20 Tacky Religious Products Guaranteed to Anger God
For as long as there has been religion, there's been someone hawking religious crap to scam a buck off the devout. But once the market becomes saturated with tasteful silver crosses and Star of David pendants, retailers had to find more exotic fare to tempt the faithful.
And so began a downward spiral of crass and downright sacrilegious merchandise that is certain to call down the wrath of the almighty Himself.

Crazy cat ladies transcend religious barriers--it's really a unifying theme of humanity. As such, when Chanukah rolls around, those Jewish crazy cat ladies bust out Ketzel. It's the one time of year that Judaism really lends itself to lighting a nightmarish looking blue cat in a bow tie on fire for several days.

For those not able to bring up Biblical verse off the top of their heads, this is Luke 6:38:
Give, and it will be given to you. A good measure, pressed down, shaken together and running over, will be poured into your lap. For with the measure you use, it will be measured to you.
Yes, today the Lord has heaped upon us this blessing of bubblegum tape.

Some of the darker aspects of the scriptures, things like fiery wrath and disease, are tricky to capture in soft, cuddly animal form. Or are they?
Yes, they are. But that didn't stop someone from trying with the 10 Plagues of Egypt toy. Now your child, ages 3 and up, can enjoy an unhappy severed head of the first born, locusts, twitching, dying cattle and so much more.
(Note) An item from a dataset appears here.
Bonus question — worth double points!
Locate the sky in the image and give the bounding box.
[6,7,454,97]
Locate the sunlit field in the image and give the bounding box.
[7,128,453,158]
The groan-worthy pun name of this product alone should be enough to get it banned by the church. These mints have scripture written on the one-inch square wrapper, which we guess makes them a sort of a reverse fortune cookie.
Their spokesperson is none other than Jaci Velasquez. You know, Dove Award-winning American Contemporary Christian Latin Pop singer Jaci Velasquez? Yeah, that one. She assures us these things are minty as hell. As hell.

The urge to engage in some manner of cannibalistic ritual with God is a natural one, what with that whole body of Christ thing that creeps out so many kids at church. If you could make Jesus a little more tasty, toss in some sprinkles and maybe a little chocolate, why not? And so what if the cookie that it forms ends up looking like some emotionless, drug-addled eastern European cartoon in a shopping cart?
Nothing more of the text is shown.